MALASANITA': PENE PESANTI

DA ILMESSAGGERO.IT
Morti sospette in sala operatoria: cinque anni
al cardiochirurgo per duplice omicidio colposo

ROMA (12 novembre) - Cinque anni di reclusione per duplice omicidio colposo: è la condanna inflitta oggi dalla seconda Corte di Assise di Roma presieduta da Mario D'Andria al cardiochirurgo Tiziano Huscher che però potrà usufruire di un condono di tre anni. Al professor Huscher era stata contestata l'accusa di omicidio colposo in seguito alla morte della paziente Marisa Egidi avvenuta il 14 marzo del 2001 dopo un intervento chirurgico e di omicidio preterintenzionale per la morte di Federica Toninelli, avvenuta il 29 aprile del 2000, per aver sottoposto quest'ultima ad un intervento a grande rischio senza aver chiesto alla paziente il suo consenso e senza informarla dei rischi che correva. Ma anche per questo secondo caso l'imputazione è stata ridimensionata in omicidio colposo e perciò è stata ridimensionata la richiesta di condanna di Huscher a 14 anni e sei mesi di reclusione complessivi fatta dai pubblici ministeri Mirella Cervadoro ed Elisabetta Cennicola.

Per quanto riguarda la morte di Marisa Egidi insieme con Huscher erano stati rinviati a giudizio quattro suoi assistenti: Marco Maria Lirici e Andrea Mereu sono stati condannati a 8 mesi di reclusione ciascuno; mentre gli altri, Pietro Dell'Agli Domenico Ipri sono stati assolti perché i fatti contestati non sussistono.

Il processo che si è concluso oggi in Corte d'Assise era nato da una serie di denunce presentate dai parenti di diversi pazienti. Alcune delle denunce furono però ritenute infondate, mentre rimasero valide quelle relative alla morte della Toninelli e
della Egidi.

Per quanto riguarda la prima al primario, unico imputato, era stato contestato tra l'altro di aver disposto l'intervento chirurgico che non era urgente in maniera altamente demolitiva con asportazione di organi vitali tra cui l'intestino senza concrete indicazioni. Alla paziente poi non sarebbe stato richiesto alcun consenso.

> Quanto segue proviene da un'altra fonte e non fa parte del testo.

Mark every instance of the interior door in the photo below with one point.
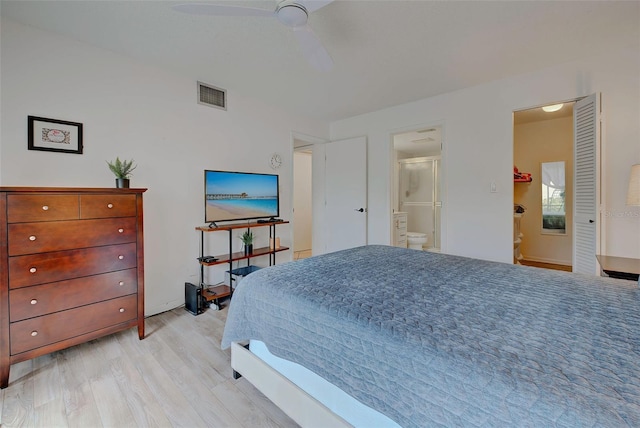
(586, 220)
(346, 194)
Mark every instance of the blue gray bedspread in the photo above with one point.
(438, 340)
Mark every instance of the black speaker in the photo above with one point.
(192, 298)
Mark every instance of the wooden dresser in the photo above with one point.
(71, 268)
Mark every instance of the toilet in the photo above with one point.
(416, 240)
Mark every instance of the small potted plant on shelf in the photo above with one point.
(247, 240)
(122, 170)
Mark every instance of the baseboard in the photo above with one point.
(550, 261)
(167, 306)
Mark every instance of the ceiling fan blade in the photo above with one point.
(220, 10)
(312, 49)
(313, 5)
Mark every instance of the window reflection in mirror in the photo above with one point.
(553, 198)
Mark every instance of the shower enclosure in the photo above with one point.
(419, 196)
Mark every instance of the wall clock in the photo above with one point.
(275, 161)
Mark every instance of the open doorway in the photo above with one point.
(543, 156)
(302, 200)
(417, 201)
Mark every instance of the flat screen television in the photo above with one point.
(230, 195)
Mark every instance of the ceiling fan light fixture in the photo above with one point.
(292, 14)
(552, 108)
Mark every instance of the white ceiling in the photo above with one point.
(385, 53)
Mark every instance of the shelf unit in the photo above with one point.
(213, 293)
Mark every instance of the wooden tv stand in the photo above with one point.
(213, 293)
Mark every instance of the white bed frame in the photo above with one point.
(294, 401)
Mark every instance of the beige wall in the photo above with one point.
(534, 143)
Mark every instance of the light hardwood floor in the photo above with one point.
(176, 376)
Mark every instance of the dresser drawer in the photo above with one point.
(37, 300)
(61, 265)
(102, 206)
(30, 238)
(36, 332)
(25, 208)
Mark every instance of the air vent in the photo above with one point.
(212, 96)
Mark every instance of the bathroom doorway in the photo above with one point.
(417, 201)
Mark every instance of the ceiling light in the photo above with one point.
(292, 14)
(552, 108)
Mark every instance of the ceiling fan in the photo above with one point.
(292, 13)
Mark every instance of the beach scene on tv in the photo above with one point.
(237, 196)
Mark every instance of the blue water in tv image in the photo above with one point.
(238, 196)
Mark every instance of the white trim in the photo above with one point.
(550, 261)
(296, 403)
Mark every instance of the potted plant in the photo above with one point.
(122, 170)
(247, 240)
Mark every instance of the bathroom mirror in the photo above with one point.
(553, 198)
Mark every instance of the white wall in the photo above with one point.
(133, 110)
(478, 150)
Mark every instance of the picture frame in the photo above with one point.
(53, 135)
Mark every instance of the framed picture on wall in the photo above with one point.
(51, 135)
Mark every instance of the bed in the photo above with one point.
(428, 339)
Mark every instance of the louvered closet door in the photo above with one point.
(586, 219)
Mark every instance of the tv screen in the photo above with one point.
(232, 196)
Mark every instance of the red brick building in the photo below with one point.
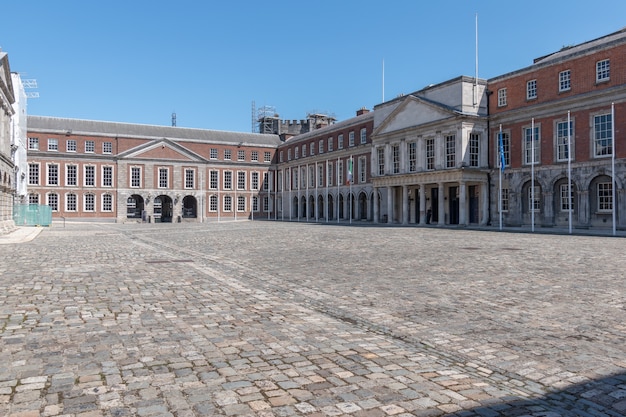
(583, 87)
(128, 172)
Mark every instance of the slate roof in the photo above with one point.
(130, 130)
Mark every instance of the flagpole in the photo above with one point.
(350, 164)
(532, 173)
(569, 171)
(501, 148)
(338, 181)
(613, 161)
(326, 211)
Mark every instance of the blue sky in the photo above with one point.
(138, 61)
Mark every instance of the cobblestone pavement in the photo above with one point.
(294, 319)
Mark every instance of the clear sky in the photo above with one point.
(138, 61)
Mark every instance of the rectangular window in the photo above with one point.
(566, 199)
(320, 175)
(339, 172)
(190, 179)
(531, 90)
(90, 202)
(53, 174)
(430, 153)
(163, 177)
(450, 151)
(565, 80)
(213, 203)
(33, 144)
(502, 97)
(605, 196)
(362, 169)
(107, 176)
(254, 182)
(506, 149)
(531, 145)
(329, 174)
(602, 135)
(228, 180)
(241, 180)
(213, 180)
(53, 144)
(563, 135)
(135, 177)
(90, 176)
(603, 70)
(70, 202)
(535, 203)
(395, 155)
(33, 174)
(505, 199)
(107, 202)
(412, 156)
(53, 201)
(474, 150)
(71, 175)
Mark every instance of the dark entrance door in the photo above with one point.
(454, 205)
(473, 204)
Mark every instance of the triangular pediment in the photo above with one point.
(412, 112)
(162, 149)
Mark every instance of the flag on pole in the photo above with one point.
(501, 146)
(349, 174)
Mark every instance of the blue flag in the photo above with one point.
(501, 145)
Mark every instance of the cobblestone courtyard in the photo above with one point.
(294, 319)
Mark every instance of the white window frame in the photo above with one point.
(531, 89)
(603, 70)
(53, 144)
(502, 97)
(565, 80)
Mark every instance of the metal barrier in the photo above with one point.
(32, 215)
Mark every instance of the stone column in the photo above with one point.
(442, 209)
(422, 192)
(484, 204)
(462, 204)
(389, 205)
(375, 197)
(405, 204)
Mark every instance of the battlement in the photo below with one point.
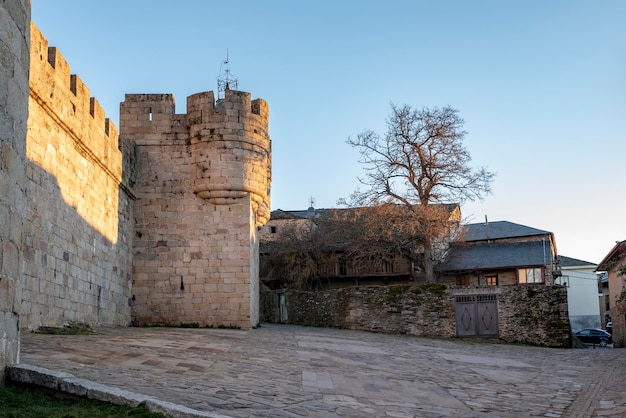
(67, 99)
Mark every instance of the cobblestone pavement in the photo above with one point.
(292, 371)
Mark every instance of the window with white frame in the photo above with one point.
(532, 275)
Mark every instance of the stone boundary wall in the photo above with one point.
(527, 314)
(14, 68)
(77, 240)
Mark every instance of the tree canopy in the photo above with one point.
(418, 162)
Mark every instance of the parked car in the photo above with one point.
(594, 336)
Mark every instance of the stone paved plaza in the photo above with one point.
(292, 371)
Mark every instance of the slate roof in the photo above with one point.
(498, 230)
(572, 262)
(497, 256)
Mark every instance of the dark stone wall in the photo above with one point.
(526, 314)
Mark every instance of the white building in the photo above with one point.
(582, 292)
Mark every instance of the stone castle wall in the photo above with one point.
(77, 242)
(202, 187)
(14, 68)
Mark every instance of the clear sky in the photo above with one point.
(541, 86)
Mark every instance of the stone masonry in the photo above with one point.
(155, 226)
(77, 245)
(14, 68)
(202, 191)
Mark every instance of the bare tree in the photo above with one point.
(421, 161)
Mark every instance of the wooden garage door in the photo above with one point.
(476, 316)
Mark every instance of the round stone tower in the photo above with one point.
(231, 149)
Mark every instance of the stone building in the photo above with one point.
(614, 264)
(156, 225)
(202, 190)
(14, 69)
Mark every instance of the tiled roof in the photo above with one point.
(499, 230)
(496, 256)
(572, 262)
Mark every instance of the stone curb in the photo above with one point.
(68, 383)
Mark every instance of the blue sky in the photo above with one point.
(541, 86)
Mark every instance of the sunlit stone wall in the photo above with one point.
(202, 191)
(14, 66)
(77, 242)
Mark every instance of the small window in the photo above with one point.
(530, 275)
(462, 281)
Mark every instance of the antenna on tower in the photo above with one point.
(225, 80)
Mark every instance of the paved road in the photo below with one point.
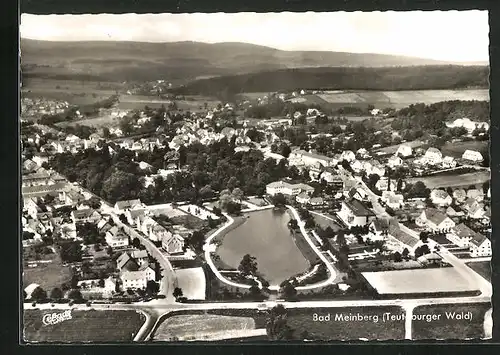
(169, 278)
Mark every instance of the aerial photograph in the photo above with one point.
(255, 177)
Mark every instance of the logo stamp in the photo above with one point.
(54, 318)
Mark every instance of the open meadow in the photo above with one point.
(84, 326)
(459, 180)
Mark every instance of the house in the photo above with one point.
(430, 259)
(449, 162)
(378, 229)
(404, 150)
(434, 220)
(173, 244)
(394, 161)
(433, 156)
(126, 263)
(132, 215)
(403, 239)
(460, 235)
(355, 213)
(137, 279)
(303, 198)
(121, 206)
(287, 189)
(473, 156)
(459, 195)
(356, 192)
(85, 215)
(140, 256)
(348, 155)
(115, 238)
(440, 197)
(392, 200)
(480, 246)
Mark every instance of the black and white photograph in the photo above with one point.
(255, 177)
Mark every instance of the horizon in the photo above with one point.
(449, 36)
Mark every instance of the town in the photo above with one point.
(130, 218)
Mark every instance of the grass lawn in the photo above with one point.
(85, 326)
(202, 327)
(459, 180)
(483, 268)
(457, 149)
(47, 275)
(445, 328)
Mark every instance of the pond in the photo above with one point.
(265, 235)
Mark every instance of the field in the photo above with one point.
(410, 281)
(399, 99)
(447, 329)
(461, 180)
(483, 268)
(47, 275)
(204, 327)
(85, 326)
(192, 282)
(98, 122)
(457, 149)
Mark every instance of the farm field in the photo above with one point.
(400, 99)
(461, 180)
(205, 327)
(447, 329)
(98, 122)
(457, 149)
(408, 281)
(47, 275)
(483, 268)
(192, 282)
(85, 326)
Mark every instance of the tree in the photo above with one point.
(39, 294)
(248, 265)
(152, 287)
(278, 200)
(75, 295)
(288, 290)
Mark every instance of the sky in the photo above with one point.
(460, 36)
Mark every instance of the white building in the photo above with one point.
(472, 155)
(355, 213)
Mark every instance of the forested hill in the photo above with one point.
(340, 78)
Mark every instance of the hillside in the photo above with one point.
(395, 78)
(179, 61)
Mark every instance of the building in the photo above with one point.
(434, 220)
(282, 187)
(403, 240)
(85, 215)
(473, 156)
(461, 235)
(355, 213)
(121, 206)
(173, 244)
(480, 246)
(440, 198)
(115, 238)
(404, 150)
(138, 279)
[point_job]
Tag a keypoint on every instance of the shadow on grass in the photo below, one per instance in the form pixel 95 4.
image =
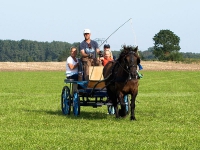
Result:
pixel 83 114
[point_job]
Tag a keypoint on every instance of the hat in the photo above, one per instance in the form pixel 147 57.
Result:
pixel 86 31
pixel 106 46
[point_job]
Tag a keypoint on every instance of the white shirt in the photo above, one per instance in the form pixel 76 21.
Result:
pixel 70 72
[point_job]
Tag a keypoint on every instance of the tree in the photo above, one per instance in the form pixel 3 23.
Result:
pixel 166 46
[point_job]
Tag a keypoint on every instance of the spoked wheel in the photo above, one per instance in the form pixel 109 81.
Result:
pixel 111 110
pixel 127 103
pixel 66 100
pixel 76 104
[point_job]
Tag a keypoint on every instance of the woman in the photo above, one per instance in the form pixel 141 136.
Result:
pixel 107 57
pixel 72 65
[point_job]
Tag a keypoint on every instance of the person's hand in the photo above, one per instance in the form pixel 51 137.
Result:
pixel 100 54
pixel 90 55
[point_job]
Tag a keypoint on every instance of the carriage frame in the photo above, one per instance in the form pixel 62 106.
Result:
pixel 88 93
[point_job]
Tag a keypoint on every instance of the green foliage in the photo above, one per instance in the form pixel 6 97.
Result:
pixel 166 46
pixel 28 51
pixel 167 112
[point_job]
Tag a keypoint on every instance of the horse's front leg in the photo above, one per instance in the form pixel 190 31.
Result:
pixel 122 111
pixel 133 97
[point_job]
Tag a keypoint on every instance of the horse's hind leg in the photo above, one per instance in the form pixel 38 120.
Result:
pixel 122 111
pixel 133 96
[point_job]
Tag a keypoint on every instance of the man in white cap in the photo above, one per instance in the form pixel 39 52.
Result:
pixel 89 50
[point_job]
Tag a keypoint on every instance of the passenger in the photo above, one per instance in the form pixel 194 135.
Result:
pixel 72 65
pixel 107 57
pixel 106 47
pixel 88 50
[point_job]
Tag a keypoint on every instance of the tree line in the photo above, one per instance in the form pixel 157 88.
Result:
pixel 166 48
pixel 33 51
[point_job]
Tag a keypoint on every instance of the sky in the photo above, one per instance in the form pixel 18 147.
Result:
pixel 65 20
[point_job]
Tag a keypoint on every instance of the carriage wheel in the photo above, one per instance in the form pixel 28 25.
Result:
pixel 66 100
pixel 111 110
pixel 127 103
pixel 76 104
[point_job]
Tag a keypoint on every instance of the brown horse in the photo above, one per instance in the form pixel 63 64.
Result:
pixel 121 78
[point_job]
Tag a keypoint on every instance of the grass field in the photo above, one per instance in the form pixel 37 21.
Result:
pixel 167 113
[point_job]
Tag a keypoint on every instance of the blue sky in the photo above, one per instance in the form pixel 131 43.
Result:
pixel 63 20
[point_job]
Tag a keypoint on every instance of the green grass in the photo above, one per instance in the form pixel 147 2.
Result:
pixel 167 113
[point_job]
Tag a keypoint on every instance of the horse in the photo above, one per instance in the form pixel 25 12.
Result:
pixel 121 78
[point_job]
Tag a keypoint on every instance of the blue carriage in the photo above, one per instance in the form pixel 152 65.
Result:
pixel 87 93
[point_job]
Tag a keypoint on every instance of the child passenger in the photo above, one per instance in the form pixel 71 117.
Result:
pixel 107 57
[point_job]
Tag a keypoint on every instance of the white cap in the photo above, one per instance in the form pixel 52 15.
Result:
pixel 86 31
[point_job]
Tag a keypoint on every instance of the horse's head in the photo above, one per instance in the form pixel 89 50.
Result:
pixel 130 59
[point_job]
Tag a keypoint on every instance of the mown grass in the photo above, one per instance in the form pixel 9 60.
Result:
pixel 167 112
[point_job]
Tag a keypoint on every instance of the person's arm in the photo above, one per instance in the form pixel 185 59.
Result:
pixel 83 54
pixel 71 66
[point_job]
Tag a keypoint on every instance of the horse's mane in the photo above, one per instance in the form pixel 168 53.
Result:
pixel 126 50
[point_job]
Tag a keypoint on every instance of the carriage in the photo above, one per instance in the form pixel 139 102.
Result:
pixel 120 86
pixel 87 93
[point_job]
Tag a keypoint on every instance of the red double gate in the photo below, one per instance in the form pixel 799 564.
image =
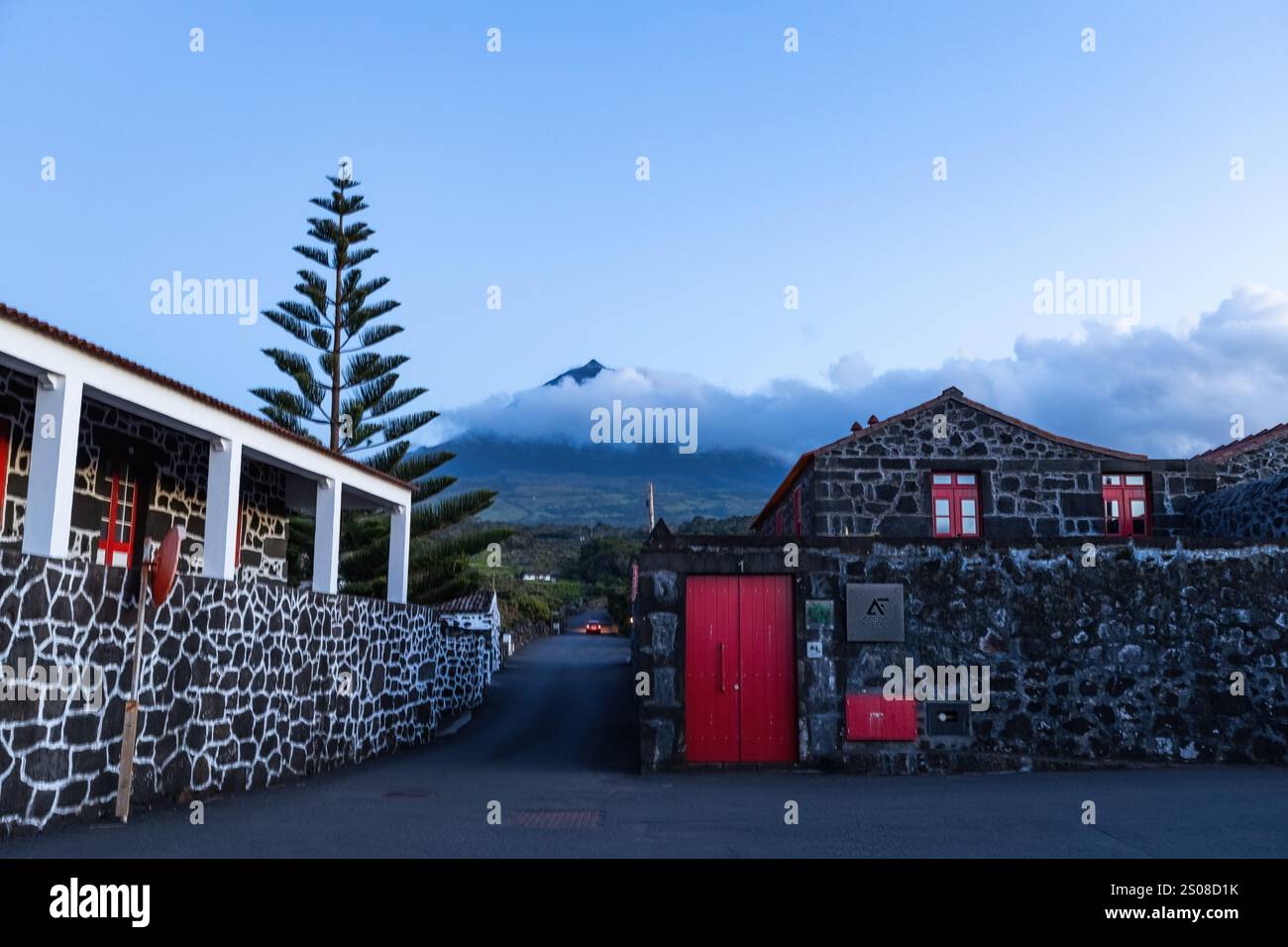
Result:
pixel 739 669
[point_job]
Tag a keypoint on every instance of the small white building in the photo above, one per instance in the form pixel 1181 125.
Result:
pixel 99 457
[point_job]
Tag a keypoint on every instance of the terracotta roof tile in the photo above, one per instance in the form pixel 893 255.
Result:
pixel 1244 444
pixel 953 393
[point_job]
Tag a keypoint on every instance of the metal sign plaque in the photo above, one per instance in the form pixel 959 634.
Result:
pixel 874 612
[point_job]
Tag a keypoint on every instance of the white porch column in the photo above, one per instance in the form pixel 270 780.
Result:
pixel 326 538
pixel 399 553
pixel 223 496
pixel 48 522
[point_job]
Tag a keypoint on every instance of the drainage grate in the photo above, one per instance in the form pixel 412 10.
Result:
pixel 559 818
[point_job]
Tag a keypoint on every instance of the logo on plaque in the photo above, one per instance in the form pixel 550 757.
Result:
pixel 874 612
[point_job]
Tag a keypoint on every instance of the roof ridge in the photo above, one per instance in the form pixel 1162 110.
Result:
pixel 63 337
pixel 1243 444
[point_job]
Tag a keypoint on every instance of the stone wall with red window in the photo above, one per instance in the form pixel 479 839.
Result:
pixel 879 482
pixel 17 411
pixel 786 508
pixel 170 470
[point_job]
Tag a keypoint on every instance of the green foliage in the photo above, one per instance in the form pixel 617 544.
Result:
pixel 351 390
pixel 605 561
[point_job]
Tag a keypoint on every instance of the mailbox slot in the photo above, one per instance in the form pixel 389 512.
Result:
pixel 947 719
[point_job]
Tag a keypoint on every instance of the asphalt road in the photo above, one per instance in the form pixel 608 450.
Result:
pixel 554 737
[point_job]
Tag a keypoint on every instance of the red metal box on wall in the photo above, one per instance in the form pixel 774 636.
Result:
pixel 872 716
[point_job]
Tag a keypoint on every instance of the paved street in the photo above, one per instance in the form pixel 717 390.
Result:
pixel 555 735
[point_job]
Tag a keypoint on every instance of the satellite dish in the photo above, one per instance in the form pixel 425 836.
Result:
pixel 165 565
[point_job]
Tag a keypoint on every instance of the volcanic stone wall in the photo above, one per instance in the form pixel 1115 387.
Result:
pixel 243 685
pixel 1256 463
pixel 1253 509
pixel 1125 660
pixel 877 483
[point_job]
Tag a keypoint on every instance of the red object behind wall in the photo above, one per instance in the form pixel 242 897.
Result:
pixel 872 716
pixel 4 466
pixel 739 671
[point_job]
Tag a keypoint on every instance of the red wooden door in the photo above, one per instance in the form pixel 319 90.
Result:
pixel 767 682
pixel 709 669
pixel 739 672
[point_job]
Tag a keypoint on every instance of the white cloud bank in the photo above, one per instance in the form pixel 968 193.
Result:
pixel 1164 393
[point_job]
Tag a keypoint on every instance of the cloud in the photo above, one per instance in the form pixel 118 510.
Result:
pixel 1151 390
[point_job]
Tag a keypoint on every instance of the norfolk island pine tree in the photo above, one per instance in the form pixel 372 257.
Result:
pixel 355 399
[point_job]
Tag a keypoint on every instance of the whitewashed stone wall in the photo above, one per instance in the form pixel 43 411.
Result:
pixel 244 685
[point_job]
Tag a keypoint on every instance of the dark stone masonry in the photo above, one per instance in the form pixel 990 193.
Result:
pixel 171 471
pixel 1253 509
pixel 1132 659
pixel 244 685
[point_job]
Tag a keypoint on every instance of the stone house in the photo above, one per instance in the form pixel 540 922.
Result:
pixel 99 458
pixel 954 468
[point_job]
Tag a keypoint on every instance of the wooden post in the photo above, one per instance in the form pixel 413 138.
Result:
pixel 125 777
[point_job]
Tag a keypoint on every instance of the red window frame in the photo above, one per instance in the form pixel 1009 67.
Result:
pixel 1126 497
pixel 123 513
pixel 954 505
pixel 4 466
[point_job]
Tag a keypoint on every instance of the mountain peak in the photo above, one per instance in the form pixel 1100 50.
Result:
pixel 580 375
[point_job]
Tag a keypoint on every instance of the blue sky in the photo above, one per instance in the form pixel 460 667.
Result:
pixel 768 169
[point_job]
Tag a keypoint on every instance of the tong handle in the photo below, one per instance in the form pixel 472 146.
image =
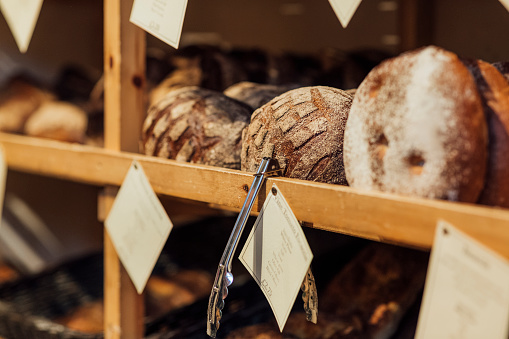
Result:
pixel 224 278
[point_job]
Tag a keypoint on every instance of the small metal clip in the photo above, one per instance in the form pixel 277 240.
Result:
pixel 224 277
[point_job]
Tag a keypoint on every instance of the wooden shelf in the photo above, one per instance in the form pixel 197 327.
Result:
pixel 372 215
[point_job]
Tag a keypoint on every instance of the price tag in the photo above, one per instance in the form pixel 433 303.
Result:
pixel 161 18
pixel 138 226
pixel 505 3
pixel 344 9
pixel 467 289
pixel 21 16
pixel 277 254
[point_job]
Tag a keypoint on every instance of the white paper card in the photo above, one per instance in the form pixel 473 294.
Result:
pixel 21 16
pixel 138 226
pixel 467 289
pixel 277 255
pixel 344 10
pixel 505 3
pixel 161 18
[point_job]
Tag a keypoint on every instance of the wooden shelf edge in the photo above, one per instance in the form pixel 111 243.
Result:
pixel 372 215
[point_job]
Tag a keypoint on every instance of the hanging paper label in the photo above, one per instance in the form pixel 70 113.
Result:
pixel 138 226
pixel 277 255
pixel 467 289
pixel 21 16
pixel 161 18
pixel 505 3
pixel 344 9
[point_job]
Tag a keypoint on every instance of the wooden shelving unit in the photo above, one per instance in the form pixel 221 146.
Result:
pixel 382 217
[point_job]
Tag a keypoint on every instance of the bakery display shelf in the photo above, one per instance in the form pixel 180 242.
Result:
pixel 378 216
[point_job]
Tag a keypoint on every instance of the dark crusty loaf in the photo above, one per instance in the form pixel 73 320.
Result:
pixel 494 91
pixel 196 125
pixel 376 288
pixel 303 130
pixel 503 67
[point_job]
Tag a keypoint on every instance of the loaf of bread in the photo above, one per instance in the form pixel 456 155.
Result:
pixel 207 67
pixel 376 288
pixel 303 130
pixel 503 67
pixel 494 91
pixel 58 120
pixel 19 99
pixel 196 125
pixel 417 127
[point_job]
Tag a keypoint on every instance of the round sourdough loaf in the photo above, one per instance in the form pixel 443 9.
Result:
pixel 303 130
pixel 503 67
pixel 417 128
pixel 494 90
pixel 58 120
pixel 196 125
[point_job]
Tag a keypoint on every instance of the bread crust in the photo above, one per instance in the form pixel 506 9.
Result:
pixel 196 125
pixel 303 130
pixel 494 91
pixel 417 128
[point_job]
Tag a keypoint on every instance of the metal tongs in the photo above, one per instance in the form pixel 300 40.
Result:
pixel 224 276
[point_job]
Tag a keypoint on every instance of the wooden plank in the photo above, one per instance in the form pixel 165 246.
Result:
pixel 378 216
pixel 124 80
pixel 124 77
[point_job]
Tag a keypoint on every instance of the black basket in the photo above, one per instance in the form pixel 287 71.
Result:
pixel 28 305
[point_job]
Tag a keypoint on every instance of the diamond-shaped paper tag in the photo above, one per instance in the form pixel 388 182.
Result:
pixel 161 18
pixel 466 294
pixel 505 3
pixel 344 9
pixel 138 226
pixel 277 254
pixel 21 16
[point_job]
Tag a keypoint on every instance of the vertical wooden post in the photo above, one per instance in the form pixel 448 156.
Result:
pixel 124 80
pixel 415 23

Quanto alla Egidi sottoposta ad intervento di colecistectomia per via laparoscopica, l'operazione sarebbe proseguita nonostante l'insorgere di una situazione patologica sfociata poi in una peritonite diffusa estesa post operatoria diagnosticata in ritardo. Contro la sentenza i difensori hanno già preannunciato appello.